Subconjunctival mycetoma caused by Scedosporium apiospermum infection in a horse

Authors



Inese Berzina, Faculty of Veterinary Medicine, Latvia University of Agriculture, Kr. Helmana Street 8, LV-3004, Jelgava, Latvia
E-mail: inese.berzina@gmail.com

Abstract

Abstract: An 11-year-old American Saddlebred gelding was presented for evaluation of a nonpainful subconjunctival mass involving the lateral canthus of the left eye. Other findings included a central corneal scar and a small central cataract of the lens in the left eye.
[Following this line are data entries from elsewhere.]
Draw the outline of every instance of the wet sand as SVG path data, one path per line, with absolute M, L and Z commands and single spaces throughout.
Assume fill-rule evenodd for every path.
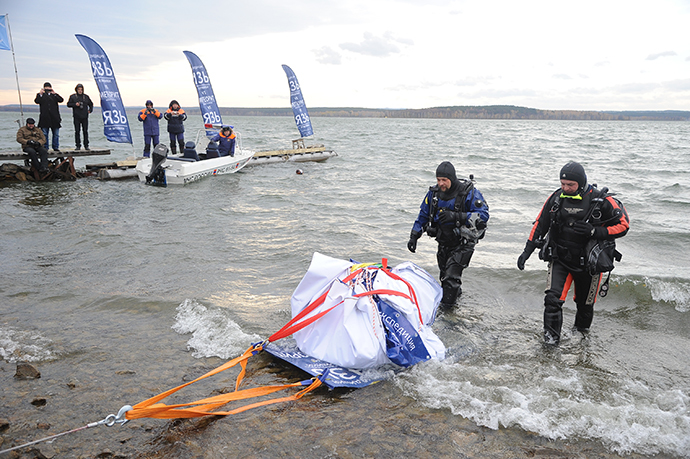
M 146 373 L 143 368 L 133 367 L 115 371 L 108 380 L 100 380 L 88 370 L 80 369 L 86 365 L 70 369 L 64 361 L 37 364 L 42 373 L 40 379 L 17 380 L 14 378 L 16 364 L 0 362 L 3 387 L 0 418 L 9 421 L 9 427 L 0 432 L 0 449 L 98 421 L 117 412 L 123 403 L 141 401 L 222 363 L 220 359 L 194 359 L 187 352 L 178 352 L 175 359 L 176 366 L 164 374 L 159 372 L 158 377 Z M 179 400 L 166 402 L 232 390 L 236 372 L 226 373 L 209 378 L 211 383 L 195 394 L 182 394 Z M 53 377 L 55 375 L 60 376 Z M 166 379 L 168 386 L 164 385 Z M 300 379 L 306 379 L 300 370 L 262 354 L 250 363 L 243 387 Z M 128 399 L 125 402 L 117 400 L 125 397 Z M 40 399 L 45 399 L 42 406 L 35 403 Z M 95 413 L 100 413 L 101 417 Z M 596 442 L 552 441 L 522 429 L 479 427 L 448 410 L 420 406 L 402 395 L 392 381 L 355 390 L 320 388 L 297 402 L 261 407 L 235 416 L 172 421 L 143 419 L 124 426 L 98 426 L 60 437 L 52 443 L 40 443 L 3 455 L 8 458 L 306 456 L 645 457 L 611 453 Z

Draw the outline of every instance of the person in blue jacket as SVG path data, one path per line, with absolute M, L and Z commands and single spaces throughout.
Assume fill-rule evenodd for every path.
M 218 142 L 218 153 L 220 156 L 235 156 L 235 133 L 232 131 L 232 126 L 224 124 L 220 132 L 211 140 Z
M 470 180 L 458 179 L 455 167 L 443 161 L 436 169 L 436 185 L 429 188 L 412 226 L 407 248 L 414 253 L 426 233 L 436 238 L 436 261 L 443 287 L 442 307 L 455 306 L 462 293 L 462 272 L 470 264 L 474 246 L 484 237 L 489 205 Z
M 144 157 L 151 156 L 151 142 L 155 147 L 160 142 L 160 128 L 158 127 L 158 120 L 163 115 L 157 109 L 153 108 L 153 102 L 146 101 L 146 108 L 142 108 L 137 116 L 137 119 L 144 123 Z

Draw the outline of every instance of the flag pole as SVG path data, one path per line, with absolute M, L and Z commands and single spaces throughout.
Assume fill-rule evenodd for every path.
M 19 73 L 17 72 L 17 60 L 14 57 L 14 43 L 12 42 L 12 29 L 10 29 L 10 15 L 5 14 L 5 21 L 7 24 L 7 35 L 10 37 L 10 49 L 12 51 L 12 62 L 14 62 L 14 77 L 17 80 L 17 94 L 19 95 L 19 111 L 21 113 L 22 119 L 19 122 L 21 127 L 24 122 L 24 106 L 22 105 L 22 92 L 19 89 Z

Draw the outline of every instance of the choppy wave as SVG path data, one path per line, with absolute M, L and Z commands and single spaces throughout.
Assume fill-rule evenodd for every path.
M 612 276 L 611 287 L 641 303 L 666 303 L 678 312 L 690 312 L 690 282 L 685 279 Z
M 690 282 L 646 279 L 652 299 L 672 304 L 678 312 L 690 311 Z
M 177 307 L 172 328 L 180 334 L 192 334 L 187 348 L 197 358 L 228 359 L 244 352 L 250 343 L 261 340 L 259 335 L 243 332 L 222 309 L 206 307 L 193 299 L 186 299 Z
M 623 380 L 602 393 L 576 370 L 448 362 L 419 365 L 396 381 L 425 406 L 491 429 L 597 440 L 621 454 L 690 455 L 690 396 L 680 390 Z
M 57 358 L 52 341 L 36 331 L 0 327 L 0 357 L 14 362 L 42 362 Z

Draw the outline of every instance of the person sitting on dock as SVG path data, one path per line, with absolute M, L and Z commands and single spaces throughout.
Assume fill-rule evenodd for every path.
M 176 143 L 180 144 L 180 153 L 184 150 L 184 121 L 187 119 L 187 114 L 180 107 L 176 100 L 170 101 L 168 110 L 163 115 L 168 120 L 168 134 L 170 134 L 170 151 L 172 154 L 177 154 Z
M 158 120 L 162 117 L 161 112 L 153 108 L 153 102 L 150 100 L 146 101 L 146 108 L 142 108 L 137 116 L 137 119 L 144 123 L 144 158 L 151 156 L 151 142 L 154 147 L 160 143 Z
M 191 140 L 187 142 L 184 146 L 184 150 L 182 150 L 182 157 L 183 158 L 188 158 L 188 159 L 193 159 L 194 161 L 199 161 L 199 155 L 196 153 L 196 148 L 194 145 L 194 142 Z
M 220 132 L 211 138 L 214 142 L 218 142 L 220 156 L 235 156 L 235 133 L 232 128 L 233 126 L 224 124 Z
M 19 128 L 17 142 L 22 144 L 22 150 L 29 155 L 31 165 L 39 173 L 48 172 L 48 151 L 43 147 L 46 144 L 46 137 L 43 131 L 36 128 L 36 121 L 33 118 L 27 118 L 26 126 Z

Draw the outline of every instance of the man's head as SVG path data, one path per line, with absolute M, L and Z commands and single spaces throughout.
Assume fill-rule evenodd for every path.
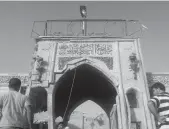
M 58 125 L 57 125 L 57 128 L 56 129 L 63 129 L 64 128 L 64 124 L 63 122 L 60 122 Z
M 64 123 L 63 123 L 63 118 L 61 116 L 58 116 L 55 119 L 55 125 L 56 125 L 56 129 L 63 129 Z
M 165 91 L 165 86 L 160 82 L 156 82 L 151 86 L 151 91 L 153 95 L 159 95 L 160 93 Z
M 19 91 L 21 87 L 21 80 L 18 78 L 11 78 L 9 81 L 9 89 L 13 89 L 15 91 Z

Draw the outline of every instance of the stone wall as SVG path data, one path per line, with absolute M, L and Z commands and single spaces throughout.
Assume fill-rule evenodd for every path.
M 29 76 L 25 73 L 18 74 L 0 74 L 0 86 L 8 84 L 9 80 L 13 77 L 19 78 L 21 80 L 22 85 L 28 85 Z
M 151 87 L 155 82 L 161 82 L 165 85 L 166 91 L 169 92 L 169 73 L 150 73 L 147 72 L 147 83 Z M 152 96 L 152 93 L 150 93 Z
M 169 92 L 169 73 L 147 72 L 146 75 L 147 75 L 147 83 L 149 87 L 155 82 L 161 82 L 166 86 L 166 90 Z M 0 74 L 0 92 L 2 90 L 7 89 L 8 82 L 12 77 L 17 77 L 21 79 L 23 87 L 29 85 L 29 75 L 26 73 Z
M 21 80 L 21 92 L 25 93 L 26 87 L 29 85 L 29 76 L 25 73 L 18 74 L 0 74 L 0 93 L 8 91 L 9 80 L 13 77 Z
M 155 82 L 161 82 L 166 86 L 166 88 L 169 87 L 169 73 L 147 72 L 146 75 L 147 75 L 147 82 L 149 86 L 151 86 Z

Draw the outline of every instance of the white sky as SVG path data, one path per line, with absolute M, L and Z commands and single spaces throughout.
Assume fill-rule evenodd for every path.
M 88 18 L 136 19 L 149 29 L 141 39 L 148 72 L 169 72 L 169 2 L 0 2 L 0 73 L 28 73 L 34 39 L 34 21 L 81 18 L 86 5 Z

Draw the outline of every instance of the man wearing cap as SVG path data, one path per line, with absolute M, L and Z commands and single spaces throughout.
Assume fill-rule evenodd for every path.
M 12 78 L 9 91 L 0 95 L 0 129 L 32 129 L 33 115 L 29 98 L 19 92 L 21 81 Z

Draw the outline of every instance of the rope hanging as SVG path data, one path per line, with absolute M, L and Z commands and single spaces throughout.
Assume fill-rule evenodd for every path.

Fine-needle aspiration of the mass was performed and cytologic examination revealed marked pyogranulomatous inflammation with intralesional fungal hyphae, consistent with mycetoma. The fungal structures were elongated and characterized by nonstaining walls; several bulbous yeast-like structures were also observed. The mycetoma was surgically removed and submitted for histopathologic examination and fungal culture. The histopathologic diagnosis was subconjunctival phaeohyphomycosis. Scedosporium apiospermum was identified based on macroscopic and microscopic features of the organism in culture. Scedosporium spp. have been reported as causes of mycetomatous and nonmycetomatous infections in both immunocompromised and immunocompetent people and animals. S. apiospermum and Pseudallescheria boydii, which is its teleomorphic counterpart, have been implicated as potentially emerging human and veterinary pathogens. Timely diagnosis is essential as the organism is often resistant to commonly used antifungal drugs. This report provides a detailed cytologic description of the organism and recent information on the taxonomy of this fungus and the diagnostic peculiarities of this particular infection.